In the first Kernel Tracker picture, I started vartest.exe at about the ‘250’ mark. The kernel was idling previously, so vartest.exe was the only thread in the system, aside from the occasional KITL interrupt. After I launch vartest.exe, we see a timer interrupt come in, and afterwards, a process switch from nk.exe (OEMIdle) to vartest.exe. Because no other threads were found in the run/sleep queues, the kernel set the next reschedule time to 100ms in the future. This is (you guessed it!) the variable tick timer.

The second Kernel Tracker picture is the fixed tick timer. This looks almost exactly the same as the variable tick timer, but with one key difference: Interrupt 0 is very active. Interrupt 0 corresponds to SYSINTR_NOP, which is returned when the timer interrupt fired, but the current time didn’t actually exceed dwReschedTime. While our thread was running its 100ms quantum, we effectively ignored 99 timer interrupts. This is CEPC; notice that its implementation of OEMIdle does not bother to reprogram or stifle timer interrupts, because it is wall powered.

In summary, the major difference between these two timers is that fixed tick timers ‘poll’, while variable tick timers are truly ‘interrupt’-driven. The major advantage to using a variable tick timer is that you can save cycles. To find out if this could result in savings on your platform, measure the time spent handling one ‘fake’ interrupt: the time it takes to execute your ISR and return SYSINTR_NOP, plus some kernel overhead, and potentially hardware-related overhead as it vectors into the ISR. This is the amount of execution time you can save per millisecond.

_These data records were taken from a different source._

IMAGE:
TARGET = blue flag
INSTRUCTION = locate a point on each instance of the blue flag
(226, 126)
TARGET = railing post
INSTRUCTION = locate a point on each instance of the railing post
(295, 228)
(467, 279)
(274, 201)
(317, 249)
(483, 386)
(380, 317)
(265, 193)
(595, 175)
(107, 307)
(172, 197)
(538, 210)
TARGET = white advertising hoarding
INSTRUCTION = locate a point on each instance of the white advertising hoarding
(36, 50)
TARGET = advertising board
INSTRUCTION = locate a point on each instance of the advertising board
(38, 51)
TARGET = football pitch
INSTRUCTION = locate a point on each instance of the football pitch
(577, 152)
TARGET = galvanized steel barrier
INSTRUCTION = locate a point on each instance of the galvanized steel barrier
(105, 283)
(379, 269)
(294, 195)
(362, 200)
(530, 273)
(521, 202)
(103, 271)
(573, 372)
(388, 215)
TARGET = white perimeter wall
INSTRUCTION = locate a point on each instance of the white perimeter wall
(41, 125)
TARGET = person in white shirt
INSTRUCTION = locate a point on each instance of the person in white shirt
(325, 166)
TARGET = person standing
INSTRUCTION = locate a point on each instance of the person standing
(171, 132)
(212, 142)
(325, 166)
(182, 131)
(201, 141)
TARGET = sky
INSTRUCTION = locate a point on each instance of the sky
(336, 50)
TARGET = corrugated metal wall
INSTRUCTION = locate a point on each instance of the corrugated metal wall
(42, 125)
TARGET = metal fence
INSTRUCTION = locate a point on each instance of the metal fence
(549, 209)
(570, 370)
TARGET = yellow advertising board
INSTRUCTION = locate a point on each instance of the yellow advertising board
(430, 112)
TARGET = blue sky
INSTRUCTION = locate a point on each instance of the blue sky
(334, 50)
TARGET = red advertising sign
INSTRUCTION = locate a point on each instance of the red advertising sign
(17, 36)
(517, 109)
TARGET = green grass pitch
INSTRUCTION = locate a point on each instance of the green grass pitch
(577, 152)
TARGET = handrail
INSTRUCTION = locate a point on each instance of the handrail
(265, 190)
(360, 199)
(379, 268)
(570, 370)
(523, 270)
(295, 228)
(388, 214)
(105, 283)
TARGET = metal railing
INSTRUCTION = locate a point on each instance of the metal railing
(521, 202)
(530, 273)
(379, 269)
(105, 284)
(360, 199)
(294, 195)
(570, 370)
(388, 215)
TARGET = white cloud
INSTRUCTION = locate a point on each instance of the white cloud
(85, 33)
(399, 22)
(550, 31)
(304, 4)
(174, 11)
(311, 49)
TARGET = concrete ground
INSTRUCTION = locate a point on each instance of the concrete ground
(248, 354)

Which timer should you choose? The trade-off is difficulty of implementation vs. avoiding unnecessary interrupts. On the Mainstone platform, I measured the amount of time spent executing the ISR, as a conservative estimate of what the variable tick timer can save. In the ‘one spinning thread’ example, we took 99 unnecessary interrupts in one quantum. For each, the Mainstone ISR took 25µs to return SYSINTR_NOP. This corresponds to about a 2.5% loss in performance. Hold on though! The ‘one spinning thread’ example is actually an extreme case. When the scheduler is interacting with hundreds of threads, it is not always the case that 99 out of 100 timer interrupts are ‘wasted’. Real scheduler behavior is so complex that your real savings with variable tick is, well….variable. Think of 2.5% as ‘the ballpark’, if not less. To accurately measure the potential gains of implementing variable tick on your system, I recommend timing one SYSINTR_NOP as I have done, and count them while using your device.

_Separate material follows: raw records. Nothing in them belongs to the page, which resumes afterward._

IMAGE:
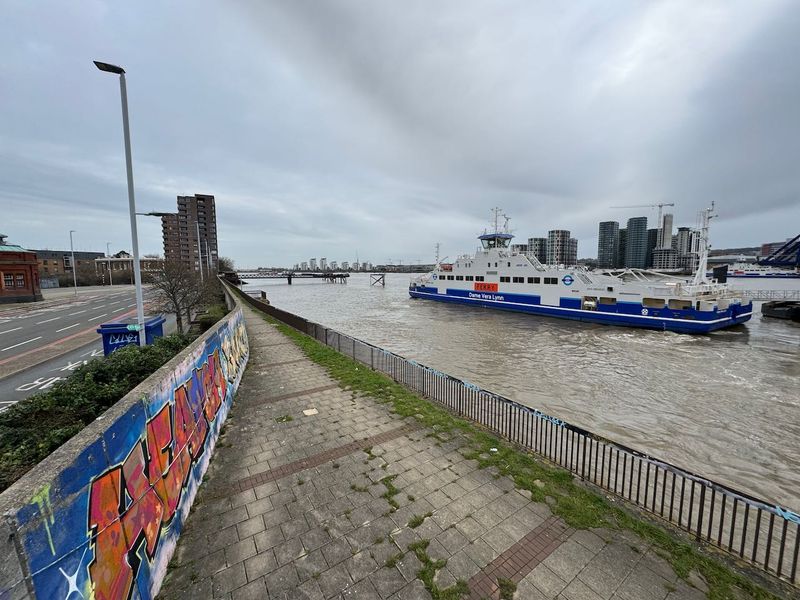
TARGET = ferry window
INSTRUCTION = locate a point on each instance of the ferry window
(653, 302)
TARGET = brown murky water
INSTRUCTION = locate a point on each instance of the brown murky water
(725, 405)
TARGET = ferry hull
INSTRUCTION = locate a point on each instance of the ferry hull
(734, 315)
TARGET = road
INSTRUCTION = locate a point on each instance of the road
(20, 385)
(28, 328)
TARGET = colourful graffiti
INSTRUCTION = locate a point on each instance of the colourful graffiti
(131, 503)
(106, 526)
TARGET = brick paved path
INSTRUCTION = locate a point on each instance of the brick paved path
(294, 507)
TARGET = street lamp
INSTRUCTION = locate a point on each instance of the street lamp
(108, 254)
(72, 260)
(137, 275)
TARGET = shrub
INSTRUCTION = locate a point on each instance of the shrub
(33, 428)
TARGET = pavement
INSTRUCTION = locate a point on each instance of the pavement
(33, 333)
(298, 504)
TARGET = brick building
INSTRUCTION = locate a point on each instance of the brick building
(190, 235)
(59, 262)
(19, 274)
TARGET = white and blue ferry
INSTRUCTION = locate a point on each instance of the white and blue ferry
(496, 277)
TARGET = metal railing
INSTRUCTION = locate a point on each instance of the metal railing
(771, 294)
(760, 533)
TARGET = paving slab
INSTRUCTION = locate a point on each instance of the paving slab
(296, 504)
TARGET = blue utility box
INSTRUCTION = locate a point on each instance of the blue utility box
(125, 331)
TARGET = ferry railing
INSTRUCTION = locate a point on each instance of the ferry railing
(760, 533)
(771, 294)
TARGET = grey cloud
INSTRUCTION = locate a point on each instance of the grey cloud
(330, 127)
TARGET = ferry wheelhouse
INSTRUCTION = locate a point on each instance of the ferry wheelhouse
(496, 277)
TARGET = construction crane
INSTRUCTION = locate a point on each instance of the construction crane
(660, 207)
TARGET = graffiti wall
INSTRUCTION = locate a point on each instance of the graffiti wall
(107, 525)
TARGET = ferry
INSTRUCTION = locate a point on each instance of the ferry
(497, 277)
(750, 270)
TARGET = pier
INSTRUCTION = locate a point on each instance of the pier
(329, 276)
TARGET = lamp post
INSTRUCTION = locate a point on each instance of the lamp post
(72, 263)
(137, 275)
(108, 254)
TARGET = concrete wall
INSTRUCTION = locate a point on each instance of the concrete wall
(101, 516)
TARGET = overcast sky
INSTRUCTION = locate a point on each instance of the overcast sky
(330, 128)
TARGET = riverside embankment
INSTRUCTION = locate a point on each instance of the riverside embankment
(724, 404)
(333, 481)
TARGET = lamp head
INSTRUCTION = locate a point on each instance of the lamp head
(109, 68)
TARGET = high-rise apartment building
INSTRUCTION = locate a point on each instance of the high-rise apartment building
(652, 244)
(190, 235)
(665, 232)
(636, 243)
(623, 245)
(608, 245)
(538, 247)
(561, 248)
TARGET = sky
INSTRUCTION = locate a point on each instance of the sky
(376, 129)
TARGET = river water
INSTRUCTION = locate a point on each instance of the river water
(724, 405)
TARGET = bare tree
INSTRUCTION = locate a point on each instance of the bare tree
(179, 289)
(225, 264)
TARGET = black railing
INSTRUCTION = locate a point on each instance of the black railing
(760, 533)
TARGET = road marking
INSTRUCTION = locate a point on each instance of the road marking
(48, 320)
(21, 343)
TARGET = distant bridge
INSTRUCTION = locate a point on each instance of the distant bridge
(292, 274)
(770, 294)
(787, 255)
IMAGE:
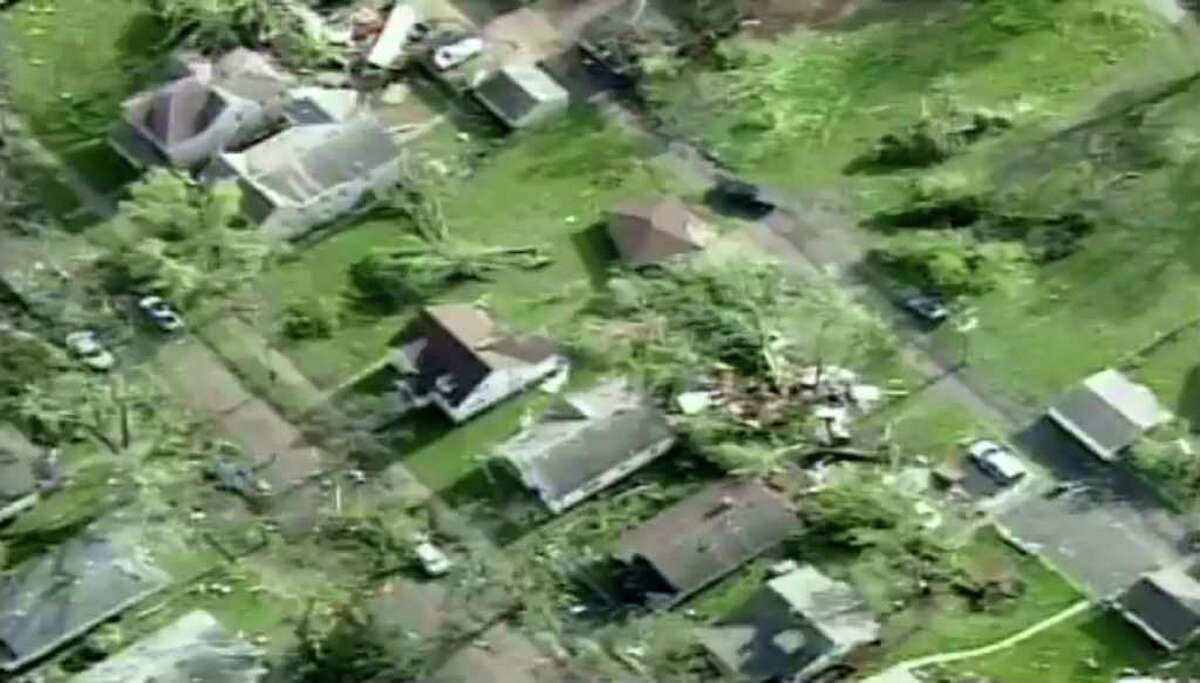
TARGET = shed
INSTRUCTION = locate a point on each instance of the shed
(1165, 605)
(521, 95)
(1108, 413)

Currently, most platforms still use a fixed-tick timer. CEPC was used to gather data for the fixed-tick timer, and the Mainstone platform was used for variable-tick. FSample is a good fixed-tick implementation that still does variable idling. To learn more about the variable tick timer, or if you write one yourself, I would suggest referencing the PXA27X (Bulverde) vartick timer code. Core timer handling is done in OALTimerInit, OALTimerIntrHandler, and OALTimerUpdateRescheduleTime.